Near misses are safety events that do not reach a patient or result in minimal harm (Table 6.2). A more positive term is “good catch,” reflecting that the error was detected and corrected before reaching the patient. Unfortunately, near misses tend to receive less attention than sentinel events despite the fact that a number of opportunities for improvement can be garnered from studying processes and practices that result in near misses.
Medical errors can be caused by single or multiple contributing factors that include limited or lack of knowledge, insufficient experience, fatigue, carelessness, and faulty judgment.5
In radiology, errors can lead to delay in diagnosis and treatment, failure to recognize treatment-related complications, performing a study that is contraindicated or not indicated, or failure to adequately supervise and monitor an examination.6 Errors in diagnostic radiology are common and are often multifactorial (Table 6.3). Environmental factors such a room lighting, available clinical information, index of suspicion, comparison studies, old radiology reports,7 and psychophysiologic characteristics of human visual perception8 all play into the complex process of medical imaging interpretation.9
For image interpretation, three types of errors have been described.10 Scanning error is the failure to fixate on the area of the abnormality. Various factors can contribute to scanning error, including lack of search pattern, eye fatigue, and interruptions. Recognition error is failure to recognize the abnormality. Factors that can contribute to scanning error include eye fatigue, room ambience, lack of experience, and technical limitations (artifact, noise, etc.). Decision-making error, the most common, is the incorrect interpretation of abnormal finding as normal or a normal finding as abnormal. Another important type of observational error in diagnostic radiology is satisfaction of search, which occurs when an abnormality is overlooked because another one is found. Satisfaction of search can be associated with scanning error, recognition error, or decision-making error.
ERROR REPORTING SYSTEMS
Error reporting systems can be defined as mandatory or voluntary. Some organizations may contract with third-party vendors while other organizations develop their own error reporting systems.
Mandatory Reporting Systems
Mandatory reporting systems have the primary purpose of holding providers accountable. These focus on errors that contribute to serious injury or death. State regulatory agencies and programs typically oversee these reporting systems and have the authority to investigate specific cases and issue penalties for wrongdoing. Mandatory reporting systems serve three main functions. First, they provide a minimal level of protection to the public by ensuring that serious errors are reported, investigated, and followed up on. Second, they incentivize health-care organizations to improve patient safety under the pressure to avoid penalties and public exposure. Third, require all health-care organizations to make an investment in patient safety. Although errors reported through mandatory reporting systems represent those with greatest severity and resulting in greatest harm, these errors and complications constitute only a small fraction of errors.
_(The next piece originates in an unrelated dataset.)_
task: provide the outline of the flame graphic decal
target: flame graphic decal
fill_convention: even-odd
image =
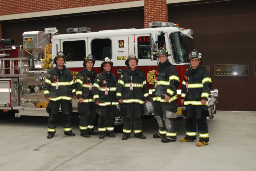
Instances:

Voluntary Reporting Systems
In contrast to mandatory reporting systems, which focus on accountability and corrective actions, voluntary reporting systems attempt to identify gaps in health-care delivery with the intention of fostering a culture of quality improvement. Voluntary reporting systems typically provide for event reporting into a closed system, and penalties are not assessed around a specific case.11 Near misses or events with only minimal harm are the primary focus of voluntary reporting systems. Analysis of these aggregated reports provides organizations with comparison data from their peers and can help organizations identify underlying systems problems that can contribute to patient harm. For voluntary reporting systems to be effective, attention to reported events and adequate resources dedicated to process improvement are required.